Si la législation européenne est en principe, à l’avantage des consommateurs, l’essor des ventes en ligne a conduit la Cour de justice de l’UE à clarifier les conditions d’application de ce droit dans ce mode de commerce transfrontalier. Dans l’arrêt du 7 décembre dans les affaires C-585/08 et C-144/09 les juges de Luxembourg précisent que « la simple utilisation d’un site Internet par le commerçant ne déclenche pas en elle-même l’application des règles de compétence protectrices à l’égard des consommateurs des autres États membres ».
La Cour a été saisie par la Cour suprême autrichienne de deux litiges transfrontaliers nés de ventes en ligne et qui posent la question de la juridiction compétente pour résoudre ces cas.
Dans la première affaire, Monsieur Pammer, domicilié en Autriche, a réservé un voyage en cargo auprès de la société allemande Reederei Karl Schlüter via une agence de voyage allemande en ligne. Mais il a refusé d’embarquer parce que les conditions offertes sur le bateau ne correspondaient pas à la description reçue de l’agence et il a exigé d’être remboursé. N’ayant obtenu qu’une partie du prix, il a saisi la justice autrichienne. Reederei Karl Schlüter a alors soulevé une exception d’incompétence, arguant qu’elle n’exerce aucune activité professionnelle ou commerciale en Autriche.

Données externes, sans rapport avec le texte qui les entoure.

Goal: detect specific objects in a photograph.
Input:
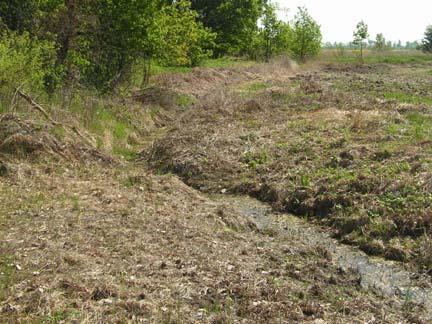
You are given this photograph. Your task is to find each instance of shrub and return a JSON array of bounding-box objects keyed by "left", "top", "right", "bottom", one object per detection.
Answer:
[{"left": 0, "top": 31, "right": 56, "bottom": 100}]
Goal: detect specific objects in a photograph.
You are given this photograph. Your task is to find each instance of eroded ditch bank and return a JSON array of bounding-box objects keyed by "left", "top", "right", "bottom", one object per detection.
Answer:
[{"left": 211, "top": 195, "right": 432, "bottom": 321}]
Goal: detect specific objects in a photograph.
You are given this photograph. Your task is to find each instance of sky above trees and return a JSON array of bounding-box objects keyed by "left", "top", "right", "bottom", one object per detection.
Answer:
[{"left": 274, "top": 0, "right": 432, "bottom": 42}]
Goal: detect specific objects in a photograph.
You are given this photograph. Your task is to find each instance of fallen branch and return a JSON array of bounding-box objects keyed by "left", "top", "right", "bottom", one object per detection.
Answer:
[
  {"left": 16, "top": 89, "right": 63, "bottom": 126},
  {"left": 16, "top": 88, "right": 94, "bottom": 146}
]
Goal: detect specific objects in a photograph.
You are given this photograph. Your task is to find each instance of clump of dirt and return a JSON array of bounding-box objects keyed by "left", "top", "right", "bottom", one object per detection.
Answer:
[
  {"left": 0, "top": 114, "right": 113, "bottom": 162},
  {"left": 0, "top": 114, "right": 62, "bottom": 156},
  {"left": 143, "top": 65, "right": 432, "bottom": 270},
  {"left": 132, "top": 86, "right": 179, "bottom": 109},
  {"left": 0, "top": 163, "right": 421, "bottom": 323}
]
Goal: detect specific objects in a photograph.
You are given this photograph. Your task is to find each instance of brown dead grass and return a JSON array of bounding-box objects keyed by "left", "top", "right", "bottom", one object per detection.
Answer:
[
  {"left": 143, "top": 60, "right": 432, "bottom": 270},
  {"left": 0, "top": 163, "right": 418, "bottom": 323},
  {"left": 0, "top": 60, "right": 430, "bottom": 323}
]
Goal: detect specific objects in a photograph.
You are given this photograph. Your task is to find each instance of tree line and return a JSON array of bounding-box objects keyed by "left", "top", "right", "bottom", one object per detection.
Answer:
[
  {"left": 323, "top": 21, "right": 432, "bottom": 53},
  {"left": 0, "top": 0, "right": 321, "bottom": 92}
]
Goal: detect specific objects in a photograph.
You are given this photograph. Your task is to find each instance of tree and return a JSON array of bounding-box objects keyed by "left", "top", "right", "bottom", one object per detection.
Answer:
[
  {"left": 290, "top": 7, "right": 322, "bottom": 62},
  {"left": 253, "top": 2, "right": 292, "bottom": 62},
  {"left": 149, "top": 0, "right": 216, "bottom": 66},
  {"left": 191, "top": 0, "right": 266, "bottom": 56},
  {"left": 374, "top": 33, "right": 387, "bottom": 51},
  {"left": 420, "top": 25, "right": 432, "bottom": 53},
  {"left": 353, "top": 20, "right": 369, "bottom": 60},
  {"left": 0, "top": 0, "right": 37, "bottom": 33}
]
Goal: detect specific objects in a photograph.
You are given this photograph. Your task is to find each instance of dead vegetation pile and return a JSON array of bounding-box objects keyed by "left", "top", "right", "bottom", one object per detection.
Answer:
[
  {"left": 155, "top": 57, "right": 298, "bottom": 98},
  {"left": 0, "top": 164, "right": 421, "bottom": 323},
  {"left": 144, "top": 65, "right": 432, "bottom": 271},
  {"left": 0, "top": 114, "right": 112, "bottom": 162},
  {"left": 0, "top": 60, "right": 430, "bottom": 323}
]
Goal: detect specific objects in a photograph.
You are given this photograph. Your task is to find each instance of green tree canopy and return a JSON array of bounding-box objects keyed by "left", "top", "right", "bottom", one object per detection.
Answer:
[
  {"left": 420, "top": 25, "right": 432, "bottom": 53},
  {"left": 290, "top": 7, "right": 322, "bottom": 61},
  {"left": 192, "top": 0, "right": 266, "bottom": 55},
  {"left": 353, "top": 20, "right": 369, "bottom": 59}
]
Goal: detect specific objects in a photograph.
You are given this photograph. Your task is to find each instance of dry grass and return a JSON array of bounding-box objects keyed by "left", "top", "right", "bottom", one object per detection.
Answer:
[{"left": 0, "top": 60, "right": 432, "bottom": 323}]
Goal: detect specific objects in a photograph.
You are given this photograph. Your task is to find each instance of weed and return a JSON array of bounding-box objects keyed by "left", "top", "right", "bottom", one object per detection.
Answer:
[{"left": 242, "top": 151, "right": 269, "bottom": 169}]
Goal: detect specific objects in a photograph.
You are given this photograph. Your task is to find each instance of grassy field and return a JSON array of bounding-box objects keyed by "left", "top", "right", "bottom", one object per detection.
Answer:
[{"left": 151, "top": 56, "right": 432, "bottom": 271}]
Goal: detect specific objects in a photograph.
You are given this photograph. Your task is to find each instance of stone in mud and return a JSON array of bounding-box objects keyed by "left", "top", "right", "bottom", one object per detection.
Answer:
[
  {"left": 241, "top": 100, "right": 262, "bottom": 113},
  {"left": 360, "top": 240, "right": 385, "bottom": 255},
  {"left": 0, "top": 161, "right": 9, "bottom": 177}
]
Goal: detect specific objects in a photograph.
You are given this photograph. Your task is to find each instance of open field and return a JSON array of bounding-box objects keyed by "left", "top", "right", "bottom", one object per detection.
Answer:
[{"left": 0, "top": 55, "right": 432, "bottom": 323}]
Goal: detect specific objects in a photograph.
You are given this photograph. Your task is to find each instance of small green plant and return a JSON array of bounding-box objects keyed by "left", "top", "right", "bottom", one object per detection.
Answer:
[{"left": 71, "top": 195, "right": 81, "bottom": 212}]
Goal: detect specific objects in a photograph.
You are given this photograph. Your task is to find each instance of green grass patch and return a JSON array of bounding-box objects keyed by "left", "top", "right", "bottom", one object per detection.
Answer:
[
  {"left": 384, "top": 91, "right": 432, "bottom": 105},
  {"left": 319, "top": 50, "right": 432, "bottom": 65},
  {"left": 0, "top": 253, "right": 16, "bottom": 302}
]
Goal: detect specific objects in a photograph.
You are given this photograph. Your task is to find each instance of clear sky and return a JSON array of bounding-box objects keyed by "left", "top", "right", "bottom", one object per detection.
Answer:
[{"left": 274, "top": 0, "right": 432, "bottom": 43}]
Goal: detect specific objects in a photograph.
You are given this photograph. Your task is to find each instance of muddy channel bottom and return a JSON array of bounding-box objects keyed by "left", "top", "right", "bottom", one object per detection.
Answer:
[{"left": 211, "top": 195, "right": 432, "bottom": 321}]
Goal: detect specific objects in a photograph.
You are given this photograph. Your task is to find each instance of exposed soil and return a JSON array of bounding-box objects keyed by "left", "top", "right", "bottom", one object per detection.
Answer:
[{"left": 148, "top": 64, "right": 432, "bottom": 271}]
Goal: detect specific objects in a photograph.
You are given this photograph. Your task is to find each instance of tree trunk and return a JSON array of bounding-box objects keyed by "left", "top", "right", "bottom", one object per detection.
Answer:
[
  {"left": 141, "top": 55, "right": 152, "bottom": 88},
  {"left": 57, "top": 0, "right": 75, "bottom": 64}
]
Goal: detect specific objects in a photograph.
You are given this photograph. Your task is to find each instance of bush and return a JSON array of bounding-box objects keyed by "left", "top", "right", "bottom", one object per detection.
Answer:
[{"left": 0, "top": 31, "right": 56, "bottom": 100}]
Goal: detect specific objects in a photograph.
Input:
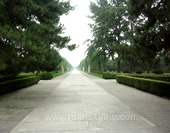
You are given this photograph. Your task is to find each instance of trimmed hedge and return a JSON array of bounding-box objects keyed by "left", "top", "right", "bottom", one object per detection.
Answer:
[
  {"left": 41, "top": 72, "right": 53, "bottom": 80},
  {"left": 116, "top": 75, "right": 170, "bottom": 97},
  {"left": 153, "top": 70, "right": 164, "bottom": 74},
  {"left": 0, "top": 76, "right": 40, "bottom": 95},
  {"left": 103, "top": 72, "right": 117, "bottom": 79},
  {"left": 128, "top": 74, "right": 170, "bottom": 82},
  {"left": 88, "top": 73, "right": 103, "bottom": 78}
]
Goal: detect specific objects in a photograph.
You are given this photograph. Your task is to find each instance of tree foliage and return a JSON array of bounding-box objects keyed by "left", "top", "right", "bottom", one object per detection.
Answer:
[{"left": 0, "top": 0, "right": 75, "bottom": 76}]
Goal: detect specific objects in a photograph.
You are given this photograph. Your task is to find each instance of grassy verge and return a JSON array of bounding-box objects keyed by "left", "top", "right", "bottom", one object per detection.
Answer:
[
  {"left": 116, "top": 75, "right": 170, "bottom": 97},
  {"left": 0, "top": 76, "right": 40, "bottom": 95}
]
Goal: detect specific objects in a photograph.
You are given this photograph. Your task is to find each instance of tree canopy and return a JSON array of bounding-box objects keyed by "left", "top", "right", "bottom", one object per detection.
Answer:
[{"left": 0, "top": 0, "right": 75, "bottom": 75}]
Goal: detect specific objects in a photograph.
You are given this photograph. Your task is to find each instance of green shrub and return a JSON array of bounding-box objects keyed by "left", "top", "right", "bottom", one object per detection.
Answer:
[
  {"left": 116, "top": 75, "right": 170, "bottom": 97},
  {"left": 0, "top": 76, "right": 40, "bottom": 95},
  {"left": 123, "top": 70, "right": 130, "bottom": 73},
  {"left": 136, "top": 71, "right": 143, "bottom": 74},
  {"left": 103, "top": 72, "right": 117, "bottom": 79},
  {"left": 88, "top": 73, "right": 103, "bottom": 78},
  {"left": 41, "top": 72, "right": 53, "bottom": 80},
  {"left": 128, "top": 74, "right": 170, "bottom": 82},
  {"left": 153, "top": 70, "right": 163, "bottom": 74}
]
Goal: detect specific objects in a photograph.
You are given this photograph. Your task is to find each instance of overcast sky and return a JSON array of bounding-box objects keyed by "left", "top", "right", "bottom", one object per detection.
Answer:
[{"left": 60, "top": 0, "right": 94, "bottom": 66}]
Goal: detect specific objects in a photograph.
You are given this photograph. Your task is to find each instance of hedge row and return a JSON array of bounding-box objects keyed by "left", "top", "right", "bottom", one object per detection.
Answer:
[
  {"left": 129, "top": 74, "right": 170, "bottom": 82},
  {"left": 103, "top": 72, "right": 117, "bottom": 79},
  {"left": 0, "top": 76, "right": 40, "bottom": 95},
  {"left": 116, "top": 75, "right": 170, "bottom": 97},
  {"left": 40, "top": 72, "right": 63, "bottom": 80}
]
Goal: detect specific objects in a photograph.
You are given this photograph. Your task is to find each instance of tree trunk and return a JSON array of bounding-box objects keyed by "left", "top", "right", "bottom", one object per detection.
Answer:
[
  {"left": 117, "top": 58, "right": 120, "bottom": 73},
  {"left": 98, "top": 61, "right": 102, "bottom": 72},
  {"left": 104, "top": 50, "right": 107, "bottom": 72}
]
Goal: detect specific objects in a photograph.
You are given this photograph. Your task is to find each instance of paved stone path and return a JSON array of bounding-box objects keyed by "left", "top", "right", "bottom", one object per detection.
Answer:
[{"left": 0, "top": 70, "right": 170, "bottom": 133}]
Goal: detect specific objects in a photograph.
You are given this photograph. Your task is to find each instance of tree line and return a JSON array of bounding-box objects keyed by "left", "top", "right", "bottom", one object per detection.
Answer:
[
  {"left": 79, "top": 0, "right": 170, "bottom": 73},
  {"left": 0, "top": 0, "right": 75, "bottom": 77}
]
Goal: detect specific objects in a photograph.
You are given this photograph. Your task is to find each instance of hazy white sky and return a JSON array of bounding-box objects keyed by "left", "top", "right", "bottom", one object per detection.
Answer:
[{"left": 60, "top": 0, "right": 94, "bottom": 66}]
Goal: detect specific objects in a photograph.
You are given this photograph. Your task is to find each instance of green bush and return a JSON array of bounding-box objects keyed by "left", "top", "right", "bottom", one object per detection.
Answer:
[
  {"left": 153, "top": 70, "right": 163, "bottom": 74},
  {"left": 128, "top": 74, "right": 170, "bottom": 82},
  {"left": 103, "top": 72, "right": 117, "bottom": 79},
  {"left": 136, "top": 71, "right": 143, "bottom": 74},
  {"left": 41, "top": 72, "right": 53, "bottom": 80},
  {"left": 116, "top": 75, "right": 170, "bottom": 97},
  {"left": 0, "top": 76, "right": 40, "bottom": 95}
]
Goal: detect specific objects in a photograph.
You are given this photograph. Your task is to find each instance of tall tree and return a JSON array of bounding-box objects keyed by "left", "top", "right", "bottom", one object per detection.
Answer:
[
  {"left": 129, "top": 0, "right": 170, "bottom": 60},
  {"left": 90, "top": 0, "right": 129, "bottom": 72},
  {"left": 0, "top": 0, "right": 72, "bottom": 76}
]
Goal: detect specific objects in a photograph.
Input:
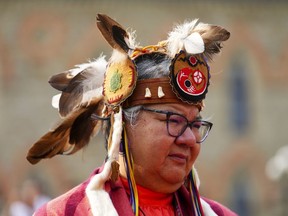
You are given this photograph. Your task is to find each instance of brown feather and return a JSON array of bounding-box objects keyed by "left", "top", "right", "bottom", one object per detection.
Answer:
[
  {"left": 26, "top": 97, "right": 104, "bottom": 164},
  {"left": 48, "top": 71, "right": 73, "bottom": 91},
  {"left": 97, "top": 14, "right": 129, "bottom": 53},
  {"left": 198, "top": 25, "right": 230, "bottom": 60},
  {"left": 59, "top": 69, "right": 97, "bottom": 117}
]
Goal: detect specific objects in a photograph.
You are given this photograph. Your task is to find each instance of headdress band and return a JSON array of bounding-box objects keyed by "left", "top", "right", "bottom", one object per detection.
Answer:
[{"left": 123, "top": 77, "right": 203, "bottom": 110}]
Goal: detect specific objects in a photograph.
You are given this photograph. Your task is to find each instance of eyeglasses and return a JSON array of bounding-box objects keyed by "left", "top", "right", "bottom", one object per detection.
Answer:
[{"left": 142, "top": 107, "right": 213, "bottom": 143}]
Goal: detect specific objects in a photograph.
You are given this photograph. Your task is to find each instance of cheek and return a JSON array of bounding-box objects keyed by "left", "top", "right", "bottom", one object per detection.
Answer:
[{"left": 190, "top": 144, "right": 201, "bottom": 165}]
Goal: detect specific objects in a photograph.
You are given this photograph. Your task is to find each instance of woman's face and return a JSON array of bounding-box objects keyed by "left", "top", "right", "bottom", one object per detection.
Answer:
[{"left": 126, "top": 104, "right": 200, "bottom": 193}]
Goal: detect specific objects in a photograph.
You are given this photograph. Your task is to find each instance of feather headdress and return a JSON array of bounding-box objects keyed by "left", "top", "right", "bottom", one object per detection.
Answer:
[{"left": 27, "top": 14, "right": 230, "bottom": 215}]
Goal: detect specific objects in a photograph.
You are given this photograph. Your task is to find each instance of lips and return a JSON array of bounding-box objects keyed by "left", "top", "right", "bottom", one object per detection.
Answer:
[{"left": 168, "top": 153, "right": 188, "bottom": 164}]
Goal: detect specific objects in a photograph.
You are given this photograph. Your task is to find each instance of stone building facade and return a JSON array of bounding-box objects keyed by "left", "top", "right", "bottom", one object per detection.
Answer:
[{"left": 0, "top": 0, "right": 288, "bottom": 216}]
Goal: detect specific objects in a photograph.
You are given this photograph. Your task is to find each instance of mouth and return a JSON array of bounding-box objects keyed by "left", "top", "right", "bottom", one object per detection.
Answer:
[{"left": 168, "top": 153, "right": 188, "bottom": 164}]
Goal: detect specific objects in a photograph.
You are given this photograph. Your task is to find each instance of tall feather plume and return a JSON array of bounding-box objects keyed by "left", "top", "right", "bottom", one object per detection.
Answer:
[
  {"left": 96, "top": 14, "right": 135, "bottom": 53},
  {"left": 167, "top": 19, "right": 230, "bottom": 60},
  {"left": 49, "top": 56, "right": 107, "bottom": 117},
  {"left": 26, "top": 96, "right": 104, "bottom": 164}
]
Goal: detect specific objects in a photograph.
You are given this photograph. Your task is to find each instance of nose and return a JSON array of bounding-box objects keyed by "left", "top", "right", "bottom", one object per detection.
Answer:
[{"left": 175, "top": 127, "right": 197, "bottom": 147}]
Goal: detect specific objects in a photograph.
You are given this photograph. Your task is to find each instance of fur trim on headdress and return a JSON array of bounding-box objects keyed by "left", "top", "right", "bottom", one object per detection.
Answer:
[{"left": 167, "top": 19, "right": 230, "bottom": 59}]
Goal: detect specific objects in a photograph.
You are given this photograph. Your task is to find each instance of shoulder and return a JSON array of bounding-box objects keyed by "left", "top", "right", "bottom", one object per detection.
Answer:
[{"left": 202, "top": 197, "right": 237, "bottom": 216}]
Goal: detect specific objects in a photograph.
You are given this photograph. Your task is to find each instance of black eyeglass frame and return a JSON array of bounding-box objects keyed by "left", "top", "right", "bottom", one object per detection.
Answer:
[{"left": 141, "top": 107, "right": 213, "bottom": 143}]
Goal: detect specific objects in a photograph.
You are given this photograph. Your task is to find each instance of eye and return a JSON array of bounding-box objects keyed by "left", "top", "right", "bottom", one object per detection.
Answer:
[
  {"left": 168, "top": 114, "right": 186, "bottom": 124},
  {"left": 192, "top": 121, "right": 202, "bottom": 129}
]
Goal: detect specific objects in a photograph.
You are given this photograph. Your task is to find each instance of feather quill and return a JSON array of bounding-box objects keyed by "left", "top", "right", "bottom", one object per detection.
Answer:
[
  {"left": 26, "top": 96, "right": 104, "bottom": 164},
  {"left": 49, "top": 56, "right": 107, "bottom": 117},
  {"left": 96, "top": 14, "right": 134, "bottom": 53}
]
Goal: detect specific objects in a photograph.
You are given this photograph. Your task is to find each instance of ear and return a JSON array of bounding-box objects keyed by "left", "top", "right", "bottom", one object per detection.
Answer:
[{"left": 96, "top": 14, "right": 130, "bottom": 53}]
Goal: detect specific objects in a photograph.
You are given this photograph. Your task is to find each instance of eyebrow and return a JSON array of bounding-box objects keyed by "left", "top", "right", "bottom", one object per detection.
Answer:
[{"left": 157, "top": 109, "right": 203, "bottom": 120}]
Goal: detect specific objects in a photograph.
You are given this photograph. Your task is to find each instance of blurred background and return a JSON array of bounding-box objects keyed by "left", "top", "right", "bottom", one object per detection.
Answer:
[{"left": 0, "top": 0, "right": 288, "bottom": 216}]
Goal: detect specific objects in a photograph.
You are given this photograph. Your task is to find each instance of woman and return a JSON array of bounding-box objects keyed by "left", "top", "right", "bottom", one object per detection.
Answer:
[{"left": 27, "top": 14, "right": 236, "bottom": 216}]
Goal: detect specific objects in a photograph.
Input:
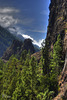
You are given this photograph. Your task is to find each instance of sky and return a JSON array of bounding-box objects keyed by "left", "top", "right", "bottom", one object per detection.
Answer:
[{"left": 0, "top": 0, "right": 50, "bottom": 46}]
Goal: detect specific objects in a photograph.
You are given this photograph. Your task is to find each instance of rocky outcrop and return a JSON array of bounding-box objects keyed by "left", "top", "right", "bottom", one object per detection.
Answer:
[
  {"left": 47, "top": 0, "right": 67, "bottom": 51},
  {"left": 2, "top": 39, "right": 35, "bottom": 60},
  {"left": 47, "top": 0, "right": 67, "bottom": 100},
  {"left": 0, "top": 26, "right": 16, "bottom": 57},
  {"left": 22, "top": 39, "right": 35, "bottom": 53}
]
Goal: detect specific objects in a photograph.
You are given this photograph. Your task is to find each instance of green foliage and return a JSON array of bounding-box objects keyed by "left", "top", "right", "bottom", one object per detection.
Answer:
[
  {"left": 41, "top": 39, "right": 49, "bottom": 75},
  {"left": 50, "top": 35, "right": 63, "bottom": 75},
  {"left": 0, "top": 35, "right": 63, "bottom": 100}
]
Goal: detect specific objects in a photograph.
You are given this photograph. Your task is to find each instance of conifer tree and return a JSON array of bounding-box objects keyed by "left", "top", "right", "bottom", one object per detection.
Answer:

La seconde affaire concerne Monsieur Heller, résidant en Allemagne qui a réservé plusieurs chambres dans l’Hotel Alpenhof, en Autriche, par emails. Une fois sur place, le client a critiqué les services de l’hôtel et a quitté les lieux sans payer. L’hôtel a porté plainte en Autriche. Monsieur Heller a alors soulevé une exception d’incompétence : résidant allemand, il a estimé qu’il ne pouvait pas être assigné en Autriche.
La Cour suprême autrichienne interroge la justice européenne sur la question de savoir si une société établie dans un État membre offre ses services sur Internet, cela implique-t-il que ces services « soient dirigés » vers d’autres États membres ?
Pour qu’une juridiction d’un au-tre État membre soit saisie par un consommateur, selon le règlement de 2000 sur la compétence judiciaire en matière civile et commerciale, il faut que l’activité d’un commerçant en ligne soit « dirigée vers » d’autres États membres. Or, pour ce faire, le commerçant « doit avoir manifesté sa volonté d’établir des relations commerciales avec des consommateurs d’autres États membres », ce qui déclencherait l’application des règles de compétence protectrices du règlement pour ces derniers.
Aussi, la Cour a-t-elle cherché des indices démontrant qu’un commerçant envisage de commercer avec des consommateurs domiciliés dans d’autres États membres : expressions manifestes de la volonté démarchage, dépenses dans un service de référencement sur Internet ou encore nature internationale de l’activité (tourisme, coordonnées téléphoniques avec l’indication du préfixe international). De même, si le site Internet permet aux consommateurs d’utiliser une autre langue ou une autre monnaie que celles habituellement utilisées dans l’État membre du commerçant, ces éléments peuvent également constituer des indices démontrant l’activité transfrontalière de ce dernier.
En revanche, souligne la Cour, la simple mention sur un site Internet de l’adresse électronique ou géographique du commerçant ou l’indication de ses coordonnées téléphoniques sans préfixe international ne constituent pas de tels indices.
En fonction de ces éléments, la justice autrichienne doit pouvoir trancher les litiges qui lui sont soumis.